Discours - Soirée annuelle "Helvetia latina" à Berne

Berne, 07.12.2021 - Allocution du Conseiller fédéral, Ignazio Cassis, Chef du Département fédéral des affaires étrangères - seul le texte prononcé fait foi

Monsieur le Président de Helvetia latina (Laurent Wehrli),
Madame la Vice-Présidente et Monsieur le Vice-Président (Laurence Fehlmann Rielle, Marco Chiesa),
Madame la présidente honoraire et Monsieur le président de l’Alliance française de Berne (Mania Hahnloser, Bernard Steck)
Mesdames et Messieurs les parlementaires et ex-parlementaires,
Madame la Déléguée au plurilinguisme (Nicoletta Mariolini),
Mesdames les Ambassadrices et Messieurs les Ambassadeurs ,
Mesdames et Messieurs les membres de l’administration fédérale,
Mesdames et Messieurs,

La passion de la pluralité

Me retrouver ici avec vous ce soir, c’est comme me retrouver chez moi. Un peu parce que j’ai été vice-président de cette organisation et un peu aussi parce que les batailles de « Helvetia latina » représentent un élément clé de mon engagement politique, d’abord au Parlement, et aujourd’hui au Conseil fédéral. Je vous remercie donc de votre invitation !

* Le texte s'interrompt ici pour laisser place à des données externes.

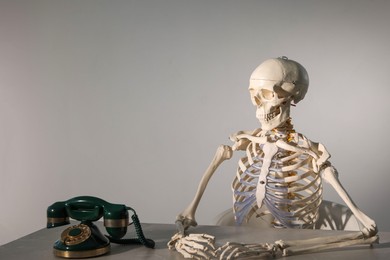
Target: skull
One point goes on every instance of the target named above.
(273, 86)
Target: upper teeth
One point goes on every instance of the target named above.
(270, 116)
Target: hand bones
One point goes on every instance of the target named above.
(280, 164)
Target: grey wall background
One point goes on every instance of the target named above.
(128, 100)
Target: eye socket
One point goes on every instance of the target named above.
(267, 94)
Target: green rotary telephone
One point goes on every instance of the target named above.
(85, 239)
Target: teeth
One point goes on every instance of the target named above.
(270, 116)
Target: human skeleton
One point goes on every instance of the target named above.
(281, 174)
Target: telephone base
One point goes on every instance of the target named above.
(81, 241)
(83, 253)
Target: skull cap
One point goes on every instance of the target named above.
(292, 76)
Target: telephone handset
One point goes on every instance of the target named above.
(85, 239)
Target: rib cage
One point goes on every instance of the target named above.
(293, 190)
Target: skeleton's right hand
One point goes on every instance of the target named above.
(184, 221)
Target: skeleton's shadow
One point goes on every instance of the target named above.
(332, 216)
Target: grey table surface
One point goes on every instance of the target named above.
(38, 245)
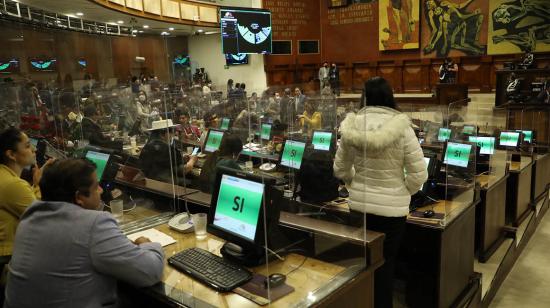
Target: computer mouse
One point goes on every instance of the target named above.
(275, 280)
(429, 213)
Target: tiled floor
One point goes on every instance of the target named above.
(528, 284)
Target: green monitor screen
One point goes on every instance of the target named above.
(509, 139)
(457, 154)
(469, 130)
(100, 160)
(486, 144)
(265, 133)
(213, 141)
(321, 140)
(225, 124)
(444, 134)
(293, 154)
(238, 206)
(527, 135)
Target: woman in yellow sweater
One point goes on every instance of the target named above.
(16, 194)
(311, 119)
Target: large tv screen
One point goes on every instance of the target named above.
(245, 30)
(238, 59)
(9, 66)
(44, 65)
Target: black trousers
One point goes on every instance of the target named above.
(393, 228)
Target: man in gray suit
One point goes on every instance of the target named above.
(68, 253)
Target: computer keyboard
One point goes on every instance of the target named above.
(210, 269)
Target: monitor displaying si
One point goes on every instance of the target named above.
(469, 130)
(444, 134)
(322, 140)
(224, 124)
(213, 141)
(527, 135)
(238, 206)
(44, 65)
(509, 139)
(457, 154)
(486, 144)
(245, 30)
(9, 66)
(265, 133)
(293, 153)
(236, 59)
(100, 160)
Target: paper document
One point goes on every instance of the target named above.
(155, 236)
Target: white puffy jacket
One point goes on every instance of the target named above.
(377, 145)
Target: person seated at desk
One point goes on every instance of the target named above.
(159, 159)
(70, 253)
(91, 131)
(186, 129)
(377, 147)
(16, 194)
(226, 156)
(311, 119)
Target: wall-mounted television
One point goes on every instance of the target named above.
(238, 59)
(43, 64)
(245, 30)
(9, 66)
(180, 60)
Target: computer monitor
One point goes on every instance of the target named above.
(224, 124)
(213, 141)
(101, 161)
(293, 154)
(444, 134)
(527, 135)
(322, 140)
(486, 144)
(265, 132)
(509, 139)
(469, 130)
(236, 214)
(457, 154)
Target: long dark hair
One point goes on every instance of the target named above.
(378, 92)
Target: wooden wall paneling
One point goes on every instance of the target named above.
(412, 76)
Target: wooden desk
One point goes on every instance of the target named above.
(490, 215)
(519, 191)
(439, 260)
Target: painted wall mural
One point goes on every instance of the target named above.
(519, 26)
(453, 25)
(398, 24)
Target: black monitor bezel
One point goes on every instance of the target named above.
(259, 237)
(279, 162)
(332, 140)
(203, 150)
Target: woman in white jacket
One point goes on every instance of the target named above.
(381, 162)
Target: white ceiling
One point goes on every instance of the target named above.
(98, 13)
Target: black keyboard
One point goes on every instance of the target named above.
(210, 269)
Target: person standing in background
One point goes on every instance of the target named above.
(334, 77)
(323, 75)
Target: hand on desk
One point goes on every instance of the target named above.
(142, 239)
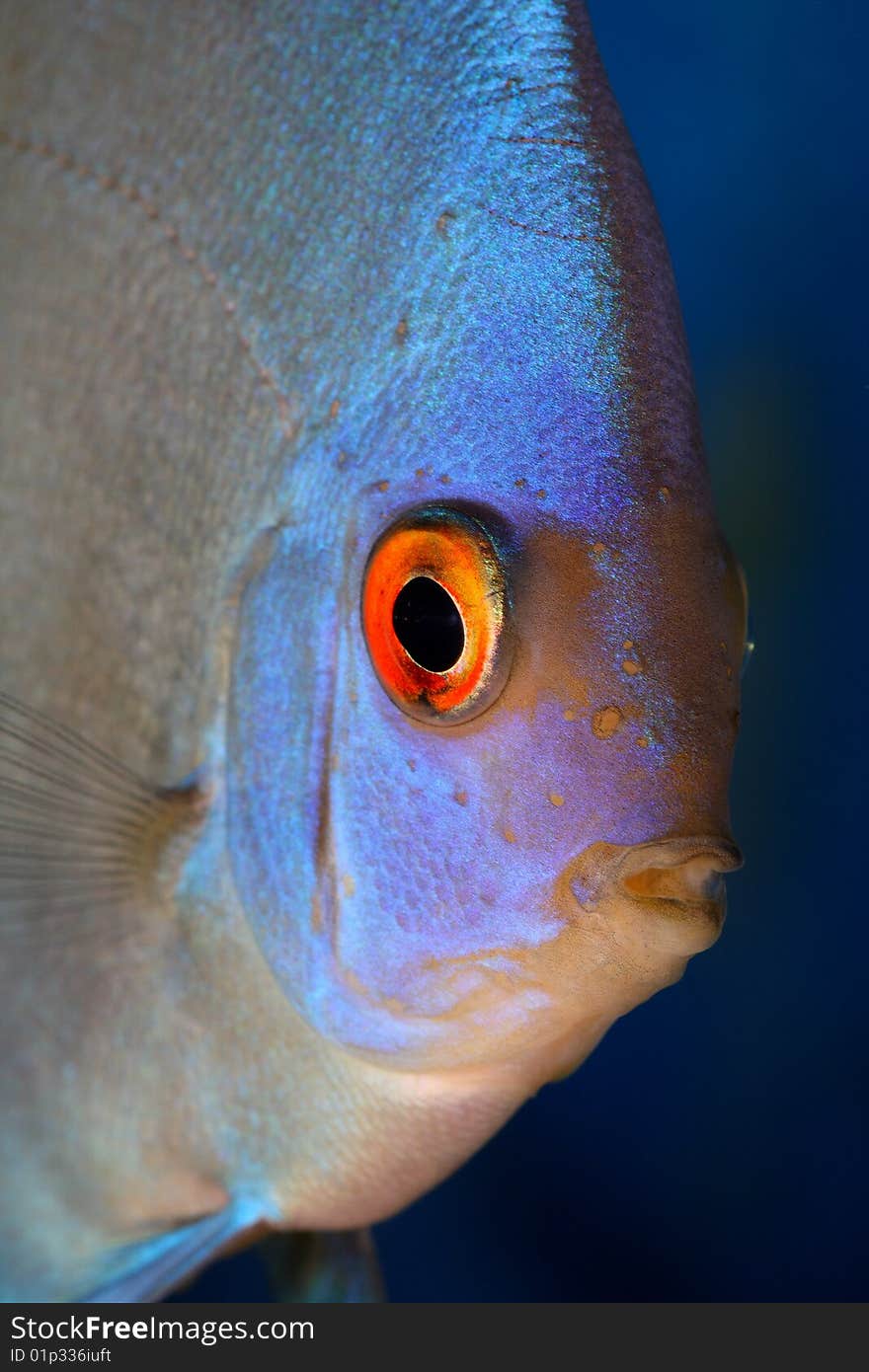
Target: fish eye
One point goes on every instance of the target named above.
(435, 615)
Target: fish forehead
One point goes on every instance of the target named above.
(461, 271)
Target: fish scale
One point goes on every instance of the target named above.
(285, 936)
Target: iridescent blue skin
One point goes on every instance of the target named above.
(284, 271)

La pluralité linguistique et culturelle qui caractérise la Suisse constitue non seulement un fil rouge de mon action politique, mais aussi une de mes plus grandes passions. C’est un thème qui m’a accompagné toute ma vie : durant mes études de médecine à Zurich, en tant que médecin et chercheur à Lausanne, lorsque j’ai enseigné dans différentes universités, et aussi au Tessin en tant que médecin cantonal.

En Suisse, pays fondé sur le vouloir-vivre-ensemble, les quatre langues nationales constituent le ciment d’une mosaïque composée de 26 cantons. Aucune région linguistique n’aurait une raison d’être sans la présence des autres. J’espère ne choquer personne en disant que même si elle est nettement majoritaire par rapport aux cantons italophones et francophones, la Suisse alémanique, sans les autres régions linguistiques, serait probablement une région allemande. Il en va de même de la Suisse romande, qui serait un département français. Quid du Tessin, qui constitue pratiquement une enclave en territoire italien. La Suisse est le résultat de l’union et du dialogue continu entre toutes ses composantes.

Le pays que nous formons n’existe que grâce aux uns et aux autres. Nous tirons avantages et richesse les uns des autres. Il ne s’agit pas d’une question linguistique ou culturelle, ni même d’un vieux mythe ou d’un patriotisme rétro. C’est notre ADN. La Suisse est le produit de la relation entre des langues, des cultures, des religions et des courants de pensée différents. Une situation certainement complexe, presque anormale. Mais avec le temps, nous avons réussi à en faire un modèle politique réussi.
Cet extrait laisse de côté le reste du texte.